Kobe Bryant amused that Rolling Stone deemed Kevin Durant the next Kobe
Lakers guard Kobe Bryant has made it clear over the years he didn't like the comparisons people made of him and Michael Jordan.
"To me, it's laughable to get a comparison because I learned so much from him and so much of my game is a part of his," Bryant recently told Sports Illustrated's Dan Patrick. "My game is built from his game as his game derived from players that came before him."
So one can only imagine Bryant's reaction when Rolling Stone writer Matt Taibbi wrote the following in a recent article about Oklahoma City guard Kevin Durant:
[Durant’s ability] to challenge demented three-faced narcissist Kobe Bryant and the Laker hegemony has been the highlight of the year … The now-inexorable climb down the dominance ladder for a megalomaniac like Kobe is a tale every sports fan outside L.A. can’t help but appreciate." “Kobe has always been smart and predatory and pathologically driven, and he’s going to maximize every last drop of ability in an attempt to stay on the throne, so the Lakers will hold off the Thunder for a few more years. But the moment is coming when Kobe is going to throw everything he has at Durant, and this wide-eyed, lanky, respectful kid – nothing personal, Mr. Bryant – is going to kick his ... anyway. That’ll be a delicious moment, and it might even happen this year.
Hmm, that should make the Lakers' matchup tonight with the Oklahoma City Thunder rather interesting. Apparently, Bryant's four NBA championships, one Finals and one regular-season MVP, 11-time All-NBA honors, nine-time NBA all-defensive honors and 12th-place standing on the league's all-time scoring list don't count. When asked about the story, Bryant didn't explain how those numbers bode more impressive than the simple fact Durant accomplishments only entail ranking second in the league in scoring (29.7 points per game) and winning the 2007-08 Rookie of the Year Award. Mamba, himself, ranks fourth (27.5) points per game this season, a dropoff that mostly points to how the fractured right index finger has affected his shooting.
Instead, Bryant called the conversation an "honor" and then "entertaining." Added Bryant: "I think it shows a sign of respect for all the work I put in."

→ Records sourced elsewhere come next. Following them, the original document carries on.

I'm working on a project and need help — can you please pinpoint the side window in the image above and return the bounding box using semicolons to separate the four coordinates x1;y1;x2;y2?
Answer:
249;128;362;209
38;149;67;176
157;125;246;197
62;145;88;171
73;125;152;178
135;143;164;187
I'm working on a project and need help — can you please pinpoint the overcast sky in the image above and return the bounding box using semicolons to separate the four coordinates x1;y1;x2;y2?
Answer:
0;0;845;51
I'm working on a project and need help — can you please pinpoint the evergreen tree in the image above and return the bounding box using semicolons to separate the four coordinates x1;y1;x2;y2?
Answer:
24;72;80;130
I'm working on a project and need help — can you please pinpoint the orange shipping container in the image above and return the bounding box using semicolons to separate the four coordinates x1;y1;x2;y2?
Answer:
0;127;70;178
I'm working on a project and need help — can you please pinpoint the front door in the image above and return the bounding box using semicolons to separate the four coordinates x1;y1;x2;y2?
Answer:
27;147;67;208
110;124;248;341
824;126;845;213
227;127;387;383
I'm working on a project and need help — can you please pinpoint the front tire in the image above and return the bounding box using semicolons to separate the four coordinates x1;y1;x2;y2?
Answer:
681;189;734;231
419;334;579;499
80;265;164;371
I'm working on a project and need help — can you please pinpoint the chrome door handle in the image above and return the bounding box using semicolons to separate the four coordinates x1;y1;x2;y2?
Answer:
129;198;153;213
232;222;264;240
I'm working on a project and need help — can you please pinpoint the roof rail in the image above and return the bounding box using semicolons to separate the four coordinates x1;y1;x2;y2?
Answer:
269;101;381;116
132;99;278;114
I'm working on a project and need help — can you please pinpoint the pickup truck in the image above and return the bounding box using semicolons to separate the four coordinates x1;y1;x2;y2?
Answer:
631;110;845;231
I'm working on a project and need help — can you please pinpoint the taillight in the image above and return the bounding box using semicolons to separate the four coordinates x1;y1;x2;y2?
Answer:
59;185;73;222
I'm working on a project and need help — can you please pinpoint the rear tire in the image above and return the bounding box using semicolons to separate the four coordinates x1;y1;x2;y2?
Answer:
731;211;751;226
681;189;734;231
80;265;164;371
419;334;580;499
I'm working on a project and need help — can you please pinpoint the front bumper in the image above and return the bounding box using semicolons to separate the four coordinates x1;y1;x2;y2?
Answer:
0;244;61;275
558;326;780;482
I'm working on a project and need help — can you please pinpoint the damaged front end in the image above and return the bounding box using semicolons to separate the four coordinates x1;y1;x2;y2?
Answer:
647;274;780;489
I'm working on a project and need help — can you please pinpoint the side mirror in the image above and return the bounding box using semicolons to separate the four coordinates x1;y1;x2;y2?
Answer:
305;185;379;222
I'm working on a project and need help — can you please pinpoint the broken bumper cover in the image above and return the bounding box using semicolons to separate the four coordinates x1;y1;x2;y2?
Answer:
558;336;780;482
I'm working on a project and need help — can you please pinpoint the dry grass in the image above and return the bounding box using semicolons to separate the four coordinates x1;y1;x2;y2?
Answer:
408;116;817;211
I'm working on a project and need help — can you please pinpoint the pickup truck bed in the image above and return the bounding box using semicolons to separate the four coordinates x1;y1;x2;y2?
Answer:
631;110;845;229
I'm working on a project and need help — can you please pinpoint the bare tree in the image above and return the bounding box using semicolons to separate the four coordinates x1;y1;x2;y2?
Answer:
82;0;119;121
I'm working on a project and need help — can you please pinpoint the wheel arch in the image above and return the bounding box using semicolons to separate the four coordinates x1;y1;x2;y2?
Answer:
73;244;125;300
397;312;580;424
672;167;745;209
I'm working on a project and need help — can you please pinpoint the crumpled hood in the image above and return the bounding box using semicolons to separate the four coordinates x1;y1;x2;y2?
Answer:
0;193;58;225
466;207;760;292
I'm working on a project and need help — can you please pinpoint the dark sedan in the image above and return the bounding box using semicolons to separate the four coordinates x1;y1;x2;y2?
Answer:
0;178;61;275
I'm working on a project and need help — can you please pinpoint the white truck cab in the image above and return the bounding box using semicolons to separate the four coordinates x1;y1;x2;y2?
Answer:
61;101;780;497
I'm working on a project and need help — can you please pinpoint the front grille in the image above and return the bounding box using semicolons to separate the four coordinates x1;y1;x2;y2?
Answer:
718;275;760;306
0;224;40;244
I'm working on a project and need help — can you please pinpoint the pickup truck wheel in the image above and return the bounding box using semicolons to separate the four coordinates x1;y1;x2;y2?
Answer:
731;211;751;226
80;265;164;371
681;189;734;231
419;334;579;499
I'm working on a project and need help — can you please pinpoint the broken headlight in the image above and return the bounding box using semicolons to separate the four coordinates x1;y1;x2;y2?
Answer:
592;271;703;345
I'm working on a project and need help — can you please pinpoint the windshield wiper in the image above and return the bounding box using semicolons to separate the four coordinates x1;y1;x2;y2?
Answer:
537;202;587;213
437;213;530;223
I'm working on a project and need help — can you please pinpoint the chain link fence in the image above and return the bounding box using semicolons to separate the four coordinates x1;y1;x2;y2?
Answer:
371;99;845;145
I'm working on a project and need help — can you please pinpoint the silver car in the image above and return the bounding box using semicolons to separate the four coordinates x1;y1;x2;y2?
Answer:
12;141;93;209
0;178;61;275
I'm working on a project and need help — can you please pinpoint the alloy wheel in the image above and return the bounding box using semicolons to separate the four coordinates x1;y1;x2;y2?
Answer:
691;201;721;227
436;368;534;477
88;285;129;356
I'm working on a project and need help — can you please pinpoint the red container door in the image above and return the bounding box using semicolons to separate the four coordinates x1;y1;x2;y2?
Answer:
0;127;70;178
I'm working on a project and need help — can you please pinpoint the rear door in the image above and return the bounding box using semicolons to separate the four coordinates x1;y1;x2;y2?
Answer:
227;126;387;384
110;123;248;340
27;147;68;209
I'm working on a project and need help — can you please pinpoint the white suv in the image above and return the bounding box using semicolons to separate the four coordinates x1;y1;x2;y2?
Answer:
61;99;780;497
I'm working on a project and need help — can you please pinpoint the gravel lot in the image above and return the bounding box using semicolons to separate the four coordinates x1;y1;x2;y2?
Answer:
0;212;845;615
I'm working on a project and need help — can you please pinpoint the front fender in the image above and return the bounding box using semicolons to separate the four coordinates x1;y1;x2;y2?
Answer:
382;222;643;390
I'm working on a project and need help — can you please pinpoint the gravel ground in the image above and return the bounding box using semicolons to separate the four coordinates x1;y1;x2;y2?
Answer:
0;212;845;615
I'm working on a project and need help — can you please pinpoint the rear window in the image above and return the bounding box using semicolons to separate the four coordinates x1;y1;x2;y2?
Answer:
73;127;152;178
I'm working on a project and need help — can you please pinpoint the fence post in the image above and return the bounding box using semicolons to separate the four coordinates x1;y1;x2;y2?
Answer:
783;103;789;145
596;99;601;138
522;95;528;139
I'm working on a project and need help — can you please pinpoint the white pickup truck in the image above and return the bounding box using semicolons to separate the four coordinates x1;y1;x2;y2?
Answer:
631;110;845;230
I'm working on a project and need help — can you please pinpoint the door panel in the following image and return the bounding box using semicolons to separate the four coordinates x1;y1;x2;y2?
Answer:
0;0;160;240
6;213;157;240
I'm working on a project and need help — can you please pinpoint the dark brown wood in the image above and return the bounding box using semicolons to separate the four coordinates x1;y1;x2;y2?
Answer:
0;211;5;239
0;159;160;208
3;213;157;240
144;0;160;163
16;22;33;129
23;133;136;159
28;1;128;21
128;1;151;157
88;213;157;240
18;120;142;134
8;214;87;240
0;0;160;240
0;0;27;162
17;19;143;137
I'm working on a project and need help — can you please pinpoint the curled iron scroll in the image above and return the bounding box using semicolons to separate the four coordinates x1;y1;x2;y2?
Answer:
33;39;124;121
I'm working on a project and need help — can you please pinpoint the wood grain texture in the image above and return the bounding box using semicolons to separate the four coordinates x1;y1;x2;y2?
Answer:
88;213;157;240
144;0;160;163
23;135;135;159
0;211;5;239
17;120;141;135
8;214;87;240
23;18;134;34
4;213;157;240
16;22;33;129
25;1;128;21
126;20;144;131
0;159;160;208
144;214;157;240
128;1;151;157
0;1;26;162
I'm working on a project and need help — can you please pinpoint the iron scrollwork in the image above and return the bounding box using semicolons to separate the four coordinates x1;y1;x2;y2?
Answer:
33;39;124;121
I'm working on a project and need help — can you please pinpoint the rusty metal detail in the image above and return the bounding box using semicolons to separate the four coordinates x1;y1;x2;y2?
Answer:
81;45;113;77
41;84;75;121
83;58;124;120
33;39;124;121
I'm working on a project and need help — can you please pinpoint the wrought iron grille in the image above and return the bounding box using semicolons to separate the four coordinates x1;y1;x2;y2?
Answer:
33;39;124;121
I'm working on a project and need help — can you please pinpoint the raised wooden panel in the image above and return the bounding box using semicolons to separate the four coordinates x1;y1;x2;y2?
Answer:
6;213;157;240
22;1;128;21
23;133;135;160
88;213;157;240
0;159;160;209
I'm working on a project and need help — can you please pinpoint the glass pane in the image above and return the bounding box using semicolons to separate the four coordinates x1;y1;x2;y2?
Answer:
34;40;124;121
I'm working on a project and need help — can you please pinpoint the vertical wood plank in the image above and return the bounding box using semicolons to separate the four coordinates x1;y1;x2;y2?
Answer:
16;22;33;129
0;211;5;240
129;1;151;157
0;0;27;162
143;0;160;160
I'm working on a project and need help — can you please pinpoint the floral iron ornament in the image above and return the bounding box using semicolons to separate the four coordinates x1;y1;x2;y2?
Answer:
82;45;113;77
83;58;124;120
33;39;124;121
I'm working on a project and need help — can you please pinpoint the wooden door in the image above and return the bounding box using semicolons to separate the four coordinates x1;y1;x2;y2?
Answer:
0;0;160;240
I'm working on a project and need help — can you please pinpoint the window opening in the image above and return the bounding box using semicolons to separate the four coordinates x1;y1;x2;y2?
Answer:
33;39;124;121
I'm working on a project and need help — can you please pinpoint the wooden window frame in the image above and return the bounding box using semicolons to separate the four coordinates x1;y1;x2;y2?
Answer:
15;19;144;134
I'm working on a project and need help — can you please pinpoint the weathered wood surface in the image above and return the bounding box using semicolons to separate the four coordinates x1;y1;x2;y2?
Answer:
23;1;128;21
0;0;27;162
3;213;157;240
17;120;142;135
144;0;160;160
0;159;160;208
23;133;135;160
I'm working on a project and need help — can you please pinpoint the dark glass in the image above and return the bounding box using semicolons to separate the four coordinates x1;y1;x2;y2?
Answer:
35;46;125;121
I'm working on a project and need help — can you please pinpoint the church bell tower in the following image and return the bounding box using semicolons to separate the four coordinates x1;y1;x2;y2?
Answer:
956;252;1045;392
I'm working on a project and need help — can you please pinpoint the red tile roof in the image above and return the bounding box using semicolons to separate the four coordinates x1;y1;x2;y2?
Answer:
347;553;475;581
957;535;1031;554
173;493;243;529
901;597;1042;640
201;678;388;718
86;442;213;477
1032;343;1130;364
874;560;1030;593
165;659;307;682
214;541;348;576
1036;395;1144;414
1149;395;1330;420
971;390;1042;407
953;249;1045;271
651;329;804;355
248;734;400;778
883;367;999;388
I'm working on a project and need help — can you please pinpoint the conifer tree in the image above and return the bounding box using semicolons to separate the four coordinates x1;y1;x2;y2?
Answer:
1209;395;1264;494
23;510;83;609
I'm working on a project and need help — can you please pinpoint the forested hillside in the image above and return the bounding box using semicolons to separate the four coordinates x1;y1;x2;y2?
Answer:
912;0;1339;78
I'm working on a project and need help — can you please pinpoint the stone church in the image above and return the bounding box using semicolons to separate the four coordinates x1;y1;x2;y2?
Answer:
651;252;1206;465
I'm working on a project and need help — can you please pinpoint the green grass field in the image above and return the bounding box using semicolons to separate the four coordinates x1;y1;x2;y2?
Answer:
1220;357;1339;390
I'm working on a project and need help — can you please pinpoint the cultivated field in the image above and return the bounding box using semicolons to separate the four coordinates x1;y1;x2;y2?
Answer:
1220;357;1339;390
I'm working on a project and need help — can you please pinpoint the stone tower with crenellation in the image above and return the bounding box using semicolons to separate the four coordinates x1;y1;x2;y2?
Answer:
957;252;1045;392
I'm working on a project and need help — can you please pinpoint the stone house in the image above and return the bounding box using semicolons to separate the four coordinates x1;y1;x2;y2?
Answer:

There's no question that Bryant's body is aging. Heck, 13 years in the league and his assorted number of injuries just this season (fractured right index finger, sprained left ankle, back spasms) will do that to you. There's also no question Durant has helped expedite Oklahoma City's development, as they currently stand with a 43-27 record and are contending for a sixth seed in the West . After all, Durant's clip of 30, 19 and 29 points against the Lakers this season convinced Lakers Coach Phil Jackson to acknowledge, "He's a very special player."
But it is way too early to proclaim that Durant, in his third season, has surpassed or is in position to surpass Bryant as a basketball player. Bryant hadn't even won his first championship his third season, so at that point it was far too early to assess Bryant's legacy, let alone provide a snapshot of it. The same applies to Durant.
That doesn't mean Durant lacks the potential to eventually be the league's torchbearer, but he's not at that point. That's something Bryant says will be determined later down the line.
"It depends how he develops and if the coaching staff he has around him will tell him what he's doing right and what he's doing wrong," Bryant said. "A lot of coaches get scared to tell players what they're doing wrong. I didn’t grow up like that. “I grew up with Tex [Winter] and Tex would tell you that you stink, you know what I mean? If you had to work on something, he would tell you and I think that helped me.”